The Marble Cupola Above the Dome |
The cathedral in Florence is everything it was said to be and more. The city is small enough and walkable enough and
Il Duomo, is large enough that its presence dominates everything. It, and the campanile by it, is so big and
every facet of its immensity covered with so much detail that it is impossible
to take it all in as one integrated object, as one building.
We marveled at the outside and toured the inside. The altars get lost in the space, the floors
are intricately designed marble, the ceiling of the dome is a fresco of heaven
and hell. Although very much the
architectural style of a Catholic church, it has a secular feel. People are not there to be close to God, they
are there as tourists, as we were, to gawk at the feats of renaissance man. The walls are lined with gospel scenes and
saints but also with frescoes and murals and coats of arms devoted to the
wealthy merchants who built the cathedral as a mark of their own success and
standing amongst the city states of Italy and the rest of Europe.

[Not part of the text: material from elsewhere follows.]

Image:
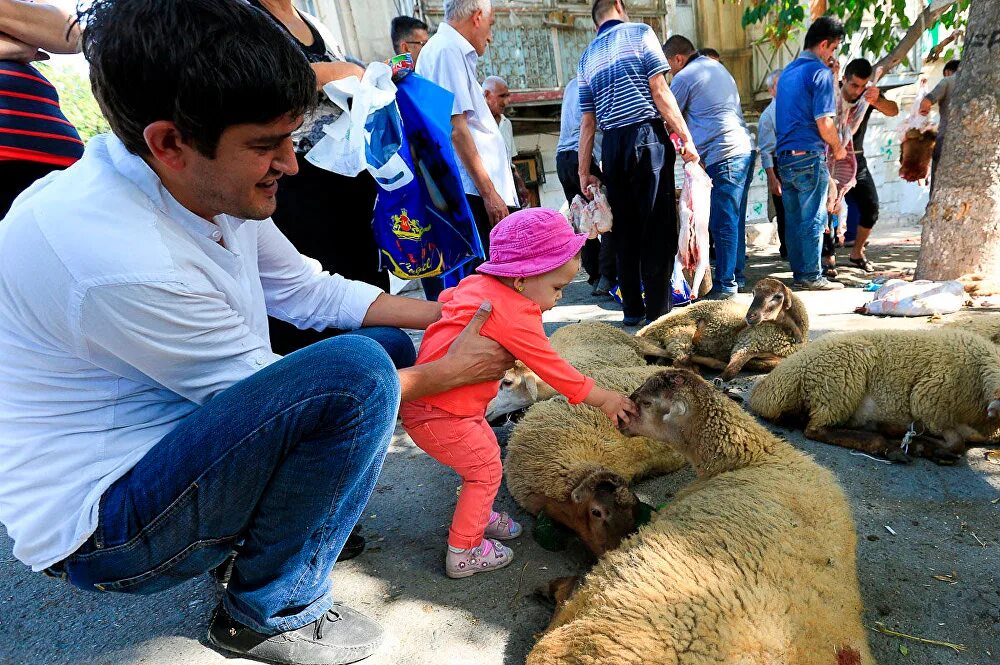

I have to give credit to the men who built it, not just to the designers
and the financiers but to the masons, carpenters, wagoneers, metalsmiths,
laborers, because I know what it is to execute the design of
another, what it is to work daily in all kinds of weather at repetitive,
difficult, physical tasks, to solve mechanical problems as they arise, to put your hands to the blocks of stone, to smell the mortar and hear men
admonishing, encouraging, cursing one another as the building goes up. I know what it is to be totally absorbed in
the completion of a mechanical task, to craft it with your hands to an ideal
cradled in your mind. I wanted to know
how they did it.
The highlight for me was the climb to the top of the dome. You start by going up a circular stone stairway
for, (here I am guessing at heights and dimensions), several hundred feet to
emerge at the edge of an octagonal drum on which the dome itself is built. From this height you can look down into the
main part of the cathedral to see tourists, already small and distant and you can look up at the ceiling inside the
dome to see high above the opening to the cupola, itself the size of a small
building.
From here you climb inside the double layered dome up another
stairway where you can see some of the internal structure. Most of the structure is buried in the mass
of masonry under your feet. Your head
brushes against the outer dome and occasionally you pass a small window looking
out on Florence. Each time you are a
little further from the ground. At the
top you climb out onto the base of the cupola.
You cannot go inside the cupola which opens downward into the church ,just walk around it on the edge of the roof. At the very top there is an
eight foot diameter brass ball which is big enough to stand inside of but
actually gets lost in the enormity of everything else.